Like so many super deluxe box sets, ‘Human’s Lib’ has one flaw: a decision was made to mix formats and also include various bits and pieces that serve no real purpose than bump up the price. The LP picture disc looks terrific, but in reality few people will actually play it when there are CDs handy; those who still value CDs would almost certainly wish this piece of vinyl had been sold separately and have the price of the box setreduced accordingly. For history’s sake there are also replicas of Howard’s original “White Demo” cassette, the ‘Human’s Lib’ tour programme and a fan club card. They all look nice enough, but they’ll never have that “cool factor” of still owning the original items. Still, nothing’s perfect…

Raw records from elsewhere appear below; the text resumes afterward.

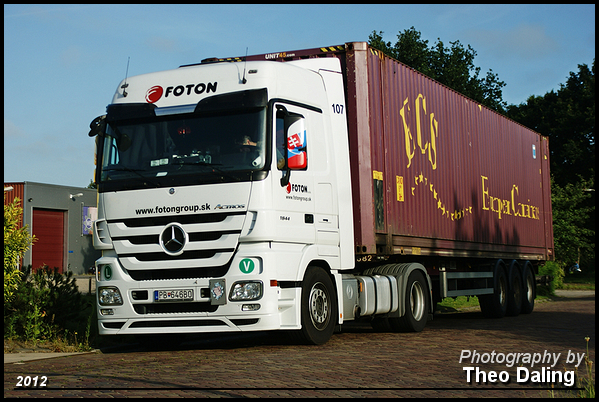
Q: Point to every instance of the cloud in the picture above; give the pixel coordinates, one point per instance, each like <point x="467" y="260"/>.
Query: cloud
<point x="12" y="131"/>
<point x="162" y="44"/>
<point x="525" y="41"/>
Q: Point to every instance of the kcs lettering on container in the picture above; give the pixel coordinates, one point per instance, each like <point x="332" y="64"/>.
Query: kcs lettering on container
<point x="154" y="94"/>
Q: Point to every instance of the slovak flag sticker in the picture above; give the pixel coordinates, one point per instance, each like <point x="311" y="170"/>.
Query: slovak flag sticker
<point x="296" y="150"/>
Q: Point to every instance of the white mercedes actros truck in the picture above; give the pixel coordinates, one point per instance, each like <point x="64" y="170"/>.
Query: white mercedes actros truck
<point x="300" y="190"/>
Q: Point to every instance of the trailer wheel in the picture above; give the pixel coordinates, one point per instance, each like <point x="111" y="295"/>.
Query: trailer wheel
<point x="319" y="307"/>
<point x="416" y="302"/>
<point x="514" y="301"/>
<point x="529" y="289"/>
<point x="495" y="305"/>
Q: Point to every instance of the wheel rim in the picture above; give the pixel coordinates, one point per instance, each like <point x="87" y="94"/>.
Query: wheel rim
<point x="417" y="301"/>
<point x="319" y="306"/>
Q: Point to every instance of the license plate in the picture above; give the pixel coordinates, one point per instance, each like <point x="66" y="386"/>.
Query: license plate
<point x="173" y="295"/>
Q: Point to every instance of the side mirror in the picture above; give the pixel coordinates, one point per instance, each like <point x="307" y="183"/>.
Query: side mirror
<point x="97" y="126"/>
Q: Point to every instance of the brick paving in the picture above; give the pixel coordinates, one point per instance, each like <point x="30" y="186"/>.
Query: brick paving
<point x="358" y="362"/>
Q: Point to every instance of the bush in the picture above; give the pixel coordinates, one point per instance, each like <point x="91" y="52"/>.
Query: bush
<point x="45" y="306"/>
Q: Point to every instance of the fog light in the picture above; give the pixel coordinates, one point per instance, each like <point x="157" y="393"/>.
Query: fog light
<point x="109" y="296"/>
<point x="250" y="290"/>
<point x="250" y="307"/>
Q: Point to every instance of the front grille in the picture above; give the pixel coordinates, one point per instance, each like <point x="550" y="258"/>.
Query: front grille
<point x="178" y="273"/>
<point x="212" y="241"/>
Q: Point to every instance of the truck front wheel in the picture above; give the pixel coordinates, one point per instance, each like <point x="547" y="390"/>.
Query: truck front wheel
<point x="495" y="305"/>
<point x="319" y="307"/>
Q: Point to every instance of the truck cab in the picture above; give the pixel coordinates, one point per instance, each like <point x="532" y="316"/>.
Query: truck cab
<point x="219" y="188"/>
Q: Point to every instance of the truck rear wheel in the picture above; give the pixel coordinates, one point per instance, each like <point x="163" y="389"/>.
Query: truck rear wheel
<point x="529" y="289"/>
<point x="416" y="302"/>
<point x="495" y="305"/>
<point x="319" y="307"/>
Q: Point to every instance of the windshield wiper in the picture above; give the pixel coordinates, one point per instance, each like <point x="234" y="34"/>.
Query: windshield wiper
<point x="122" y="168"/>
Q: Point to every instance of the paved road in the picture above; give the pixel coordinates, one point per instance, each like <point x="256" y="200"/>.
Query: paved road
<point x="356" y="363"/>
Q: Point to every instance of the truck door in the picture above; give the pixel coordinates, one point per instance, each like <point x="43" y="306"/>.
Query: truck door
<point x="294" y="190"/>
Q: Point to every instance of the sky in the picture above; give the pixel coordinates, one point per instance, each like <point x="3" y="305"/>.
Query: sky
<point x="62" y="63"/>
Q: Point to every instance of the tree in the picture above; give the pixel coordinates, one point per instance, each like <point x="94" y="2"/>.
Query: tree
<point x="567" y="117"/>
<point x="453" y="66"/>
<point x="16" y="242"/>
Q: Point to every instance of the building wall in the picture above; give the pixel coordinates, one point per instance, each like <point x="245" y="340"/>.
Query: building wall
<point x="78" y="251"/>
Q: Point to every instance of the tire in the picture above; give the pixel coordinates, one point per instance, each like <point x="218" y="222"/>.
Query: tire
<point x="529" y="287"/>
<point x="417" y="305"/>
<point x="319" y="307"/>
<point x="495" y="305"/>
<point x="515" y="289"/>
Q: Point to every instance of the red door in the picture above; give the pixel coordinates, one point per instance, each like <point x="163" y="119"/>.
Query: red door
<point x="49" y="248"/>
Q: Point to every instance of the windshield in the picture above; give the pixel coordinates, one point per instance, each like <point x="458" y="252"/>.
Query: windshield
<point x="183" y="149"/>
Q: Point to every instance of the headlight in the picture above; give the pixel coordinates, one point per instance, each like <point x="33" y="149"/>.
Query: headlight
<point x="109" y="296"/>
<point x="246" y="291"/>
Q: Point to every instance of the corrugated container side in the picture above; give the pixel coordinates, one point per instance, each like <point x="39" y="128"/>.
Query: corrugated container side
<point x="447" y="175"/>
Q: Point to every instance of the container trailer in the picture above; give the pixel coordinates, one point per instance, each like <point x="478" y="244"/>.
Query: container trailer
<point x="301" y="190"/>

[^ Bendy Jed doll not supplied]
‘Human’s Lib’ is not just one of the best albums of it’s era – it’s probably one of the five finest synth pop albums ever made. The alternate versions and DVD elements are enough alone to recommend a well curated package, but this opportunity to revisit almost every important nut and bolt of a classic debut’s construction makes for a fine box set for those with the time and money.
[A smaller and more affordable package containing highlights spread across two CDs and a single DVD is also available.]